Greece apparently has its 130 billion euro bailout, which should probably carry it through 2014. At least that is the intention. Private creditors have agreed to a 53.5% reduction in the value of their paper. Institutions that have had such cram-down terms will not be back as lenders. So, the officials of the European Union, European Central Bank and International Monetary Fund will have to hope that their financial package is enough, even if that hope is entirely unrealistic. It is worth a look at what may happen to Greece, and the eurozone, over the next few years — or even the next few months — now that the basic structure of the Greek deal is set.
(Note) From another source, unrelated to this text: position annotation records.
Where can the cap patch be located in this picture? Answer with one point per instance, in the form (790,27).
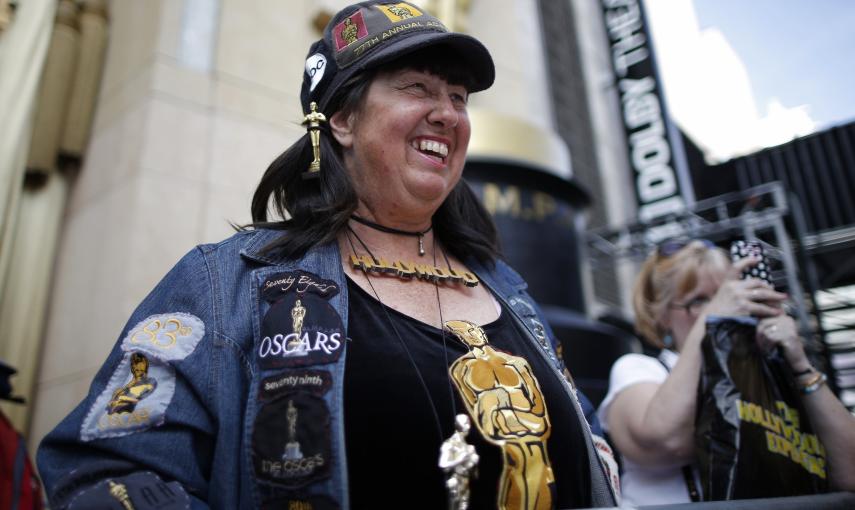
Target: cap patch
(315,67)
(399,11)
(144,488)
(297,502)
(349,31)
(167,336)
(135,398)
(291,440)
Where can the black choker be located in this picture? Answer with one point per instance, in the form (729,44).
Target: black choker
(390,230)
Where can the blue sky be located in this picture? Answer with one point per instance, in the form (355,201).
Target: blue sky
(800,51)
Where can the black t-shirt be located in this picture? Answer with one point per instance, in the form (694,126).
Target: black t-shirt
(391,434)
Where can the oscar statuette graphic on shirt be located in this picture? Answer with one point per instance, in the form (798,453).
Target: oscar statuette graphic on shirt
(506,404)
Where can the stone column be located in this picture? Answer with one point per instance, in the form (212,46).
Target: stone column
(23,48)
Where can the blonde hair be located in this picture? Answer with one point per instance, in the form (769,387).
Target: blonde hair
(664,278)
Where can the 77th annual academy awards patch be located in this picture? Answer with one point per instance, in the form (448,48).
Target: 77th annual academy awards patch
(135,398)
(300,330)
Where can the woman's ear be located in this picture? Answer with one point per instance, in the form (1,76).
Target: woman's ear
(341,125)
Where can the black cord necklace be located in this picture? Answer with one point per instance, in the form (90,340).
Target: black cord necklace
(404,344)
(390,230)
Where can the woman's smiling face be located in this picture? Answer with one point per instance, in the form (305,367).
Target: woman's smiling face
(405,146)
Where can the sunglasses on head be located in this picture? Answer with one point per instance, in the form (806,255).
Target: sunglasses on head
(672,246)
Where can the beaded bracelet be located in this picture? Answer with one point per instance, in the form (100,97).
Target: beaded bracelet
(814,384)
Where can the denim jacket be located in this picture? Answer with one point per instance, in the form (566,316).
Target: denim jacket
(171,415)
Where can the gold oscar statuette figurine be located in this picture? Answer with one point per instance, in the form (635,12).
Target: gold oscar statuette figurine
(458,458)
(312,121)
(120,492)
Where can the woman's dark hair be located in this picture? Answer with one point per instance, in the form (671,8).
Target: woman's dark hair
(315,210)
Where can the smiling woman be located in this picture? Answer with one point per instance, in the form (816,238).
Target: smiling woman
(339,357)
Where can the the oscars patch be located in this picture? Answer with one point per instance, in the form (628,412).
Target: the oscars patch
(299,282)
(135,398)
(291,440)
(300,330)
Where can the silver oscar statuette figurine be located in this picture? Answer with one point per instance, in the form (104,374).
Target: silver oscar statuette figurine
(458,458)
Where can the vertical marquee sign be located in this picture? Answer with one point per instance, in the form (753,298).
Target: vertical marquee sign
(662,181)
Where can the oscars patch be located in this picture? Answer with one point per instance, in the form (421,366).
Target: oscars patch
(300,330)
(291,440)
(167,336)
(135,399)
(299,282)
(316,382)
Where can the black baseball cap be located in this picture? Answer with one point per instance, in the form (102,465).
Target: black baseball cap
(369,34)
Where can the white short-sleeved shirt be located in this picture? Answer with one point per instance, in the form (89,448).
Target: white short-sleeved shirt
(644,485)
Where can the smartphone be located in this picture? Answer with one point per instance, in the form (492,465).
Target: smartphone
(741,249)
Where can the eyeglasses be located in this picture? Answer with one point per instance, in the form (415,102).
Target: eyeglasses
(692,306)
(671,246)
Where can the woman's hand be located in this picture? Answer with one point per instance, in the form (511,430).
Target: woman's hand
(782,331)
(751,296)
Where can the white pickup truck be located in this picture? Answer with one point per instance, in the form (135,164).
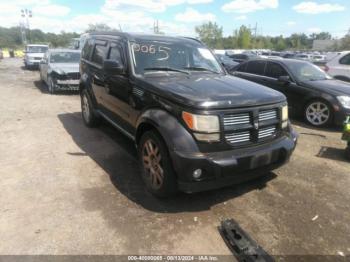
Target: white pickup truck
(339,66)
(34,54)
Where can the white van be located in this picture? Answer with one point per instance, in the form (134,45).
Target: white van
(339,67)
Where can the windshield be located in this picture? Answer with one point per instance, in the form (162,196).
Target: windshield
(37,49)
(175,57)
(308,72)
(65,57)
(224,58)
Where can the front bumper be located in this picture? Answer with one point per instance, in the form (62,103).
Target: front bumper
(67,85)
(340,116)
(32,62)
(222,169)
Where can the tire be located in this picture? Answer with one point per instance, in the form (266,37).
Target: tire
(50,85)
(318,113)
(89,115)
(157,171)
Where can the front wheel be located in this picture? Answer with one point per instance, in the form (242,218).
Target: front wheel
(318,113)
(90,117)
(158,173)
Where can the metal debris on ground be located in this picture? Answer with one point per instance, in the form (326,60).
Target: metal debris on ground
(241,244)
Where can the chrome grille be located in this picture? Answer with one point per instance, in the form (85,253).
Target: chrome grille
(268,115)
(74,76)
(237,119)
(253,126)
(267,132)
(238,137)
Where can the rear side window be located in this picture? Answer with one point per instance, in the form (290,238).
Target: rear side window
(242,67)
(87,49)
(115,53)
(99,54)
(256,67)
(275,70)
(345,60)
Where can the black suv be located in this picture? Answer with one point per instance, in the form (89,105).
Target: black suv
(195,127)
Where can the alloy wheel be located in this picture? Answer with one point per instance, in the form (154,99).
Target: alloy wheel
(318,113)
(151,157)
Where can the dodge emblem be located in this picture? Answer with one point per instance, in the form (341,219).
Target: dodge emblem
(256,125)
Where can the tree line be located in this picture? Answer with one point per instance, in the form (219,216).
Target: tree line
(212,35)
(12,37)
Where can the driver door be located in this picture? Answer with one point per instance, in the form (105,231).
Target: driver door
(291,90)
(118,89)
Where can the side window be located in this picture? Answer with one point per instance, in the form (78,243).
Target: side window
(115,54)
(87,49)
(242,67)
(256,67)
(275,70)
(345,60)
(99,54)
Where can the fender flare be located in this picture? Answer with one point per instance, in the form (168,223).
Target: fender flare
(175,135)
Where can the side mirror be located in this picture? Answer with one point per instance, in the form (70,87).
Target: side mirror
(113,67)
(284,79)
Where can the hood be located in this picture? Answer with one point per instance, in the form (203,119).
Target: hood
(65,68)
(213,91)
(333,87)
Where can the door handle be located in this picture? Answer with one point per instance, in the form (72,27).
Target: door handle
(96,77)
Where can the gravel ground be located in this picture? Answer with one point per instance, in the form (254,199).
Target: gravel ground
(67,189)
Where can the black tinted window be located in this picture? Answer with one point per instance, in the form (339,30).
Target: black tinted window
(99,54)
(85,53)
(275,70)
(242,67)
(345,60)
(115,54)
(256,67)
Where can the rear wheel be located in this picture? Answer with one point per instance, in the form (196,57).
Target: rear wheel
(158,173)
(90,117)
(318,113)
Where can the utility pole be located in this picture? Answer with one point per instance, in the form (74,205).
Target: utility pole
(26,14)
(255,30)
(156,27)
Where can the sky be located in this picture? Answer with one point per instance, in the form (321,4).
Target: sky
(179,17)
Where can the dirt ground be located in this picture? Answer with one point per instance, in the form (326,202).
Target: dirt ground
(67,189)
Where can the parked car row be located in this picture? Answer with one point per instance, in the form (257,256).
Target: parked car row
(311,93)
(59,68)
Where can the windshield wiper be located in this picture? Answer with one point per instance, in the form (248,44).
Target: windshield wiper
(195,68)
(165,69)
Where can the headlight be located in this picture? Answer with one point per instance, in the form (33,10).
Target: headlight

The most likely set of circumstances, and one that few economist disagree with, is that Greece will need more than 130 billion euros before 2014. The austerity measures the government has set will not be adequate to offset a drop in gross domestic product, which is currently 6% — part of a recession that is five years old and shows no sign of ending. The need for new money will again test the will of France and, especially, Germany to provide capital. Sarkozy may have been thrown out of office by 2013. The same could be true of Angela Merkel. The people who have to make future aid recommendations may not be willing to do so.

The financial situations of Portugal and Spain could get much worse. That would increase the need for bailout money exponentially. The problem becomes even more difficult if the Italian economy stumbles badly. A “triple bailout” could cost as much as $1 trillion, many experts expect. The major rescue fund — the European Stability Mechanism — has not been set up entirely. It would have to join with the IMF and ECB to create a new rescue, and there is no evidence that the three would work together for a bailout that is seven or eight times the amount of the one for Greece.

If trouble grows in Europe, then the U.S., China and Japan may put more money into the region, probably through the IMF. Congress may not recommend any aid, if the drive toward austerity in the U.S. continues. Japan may contribute, but it has financial difficulties of its own. That leaves China, which says it will help Europe, but has not said at what level and for how long. If Europe has to depend on China for a bailout, it may have to wait for a very long time. Economists think China will act in its own interests because it needs Europe to consumer its exports. But the government of the People’s Republic could believe the cost is too steep.

Greece has been bailed out, it seems. It is impossible, though, to guess what the financial trouble in the balance of the EU will cause, even as early as the end of this year.